A companhia destaca o retorno do Programa Córrego Limpo, a partir do último mês de abril. No total, foram despoluídos 149 córregos – uma área que abrange 2,2 milhões de pessoas. O objetivo é melhorar a qualidade da água por meio de mudanças no sistema de esgotamento sanitário nas proximidades dos córregos, além de manutenção e trabalhos de educação ambiental.

Com o Córrego Limpo, a Sabesp faz a manutenção e realiza obras mais incisivas, enquanto as prefeituras regionais são encarregadas pela limpeza do leito e das margens, além de manutenção das galerias pluviais. Em nota, a companhia destaca a recuperação do Córrego Mandaqui e dos afluentes, depois de identificar ligações clandestinas. A expectativa é que o Córrego Casa Verde também seja incluído no projeto.

No Jardim Guançã, a Unidade de Gerenciamento Regional (UGR) Santana regularizou o fornecimento de água no Núcleo Violão, região que abriga aproximadamente 3 mil moradores. Além da regularização, a substituição de redes antigas de água vai chegar à Casa Verde, com substituição de mais de 50 quilômetros de redes de esgoto até 2019. As obras têm previsão de começar no fim deste ano.

Córrego Paciência

Ainda na Zona Norte, o Projeto Tietê concentra obras em duas bacias na região: dos rios Cabuçu de Cima e Cabuçu de Baixo, que passam por vários bairros próximos, à Serra da Cantareira. Nesses locais, que há anos reclamam melhorias estruturais de saúde e habitação, o cenário é bem parecido com algumas cidades do interior das regiões Norte e Nordeste do país onde o saneamento básico é praticamente nulo.

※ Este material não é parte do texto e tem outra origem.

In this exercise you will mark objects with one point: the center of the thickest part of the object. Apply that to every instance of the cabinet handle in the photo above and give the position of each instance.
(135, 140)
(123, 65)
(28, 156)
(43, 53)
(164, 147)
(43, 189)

O Córrego Paciência é outro exemplo que há anos é debatido. Localizado na região de Jaçanã/Tremembé, as ações ali realizadas não atingiram o objetivo final, ainda que sejam realizados limpeza e desassoreamento nas margens. São localidades onde o esgoto ainda persiste, a céu aberto, ao lado de moradias.

O governo estadual anunciou na última segunda-feira (15/5) a capitalização da Sabesp na Bolsa de Valores de Nova Iorque. O objetivo é estudar a criação de uma holding de saneamento básico, que incluirá a companhia e outras empresas e, consequentemente, mais investimentos.

Por um lado, a situação evidencia: o Estado perdeu a capacidade de garantir um serviço básico à população. Por outro, a alternativa pode garantir melhorias aos moradores, desde que respeitadas as condições. Água é um bem comum, público. Isso que precisa ficar claro – e cristalino.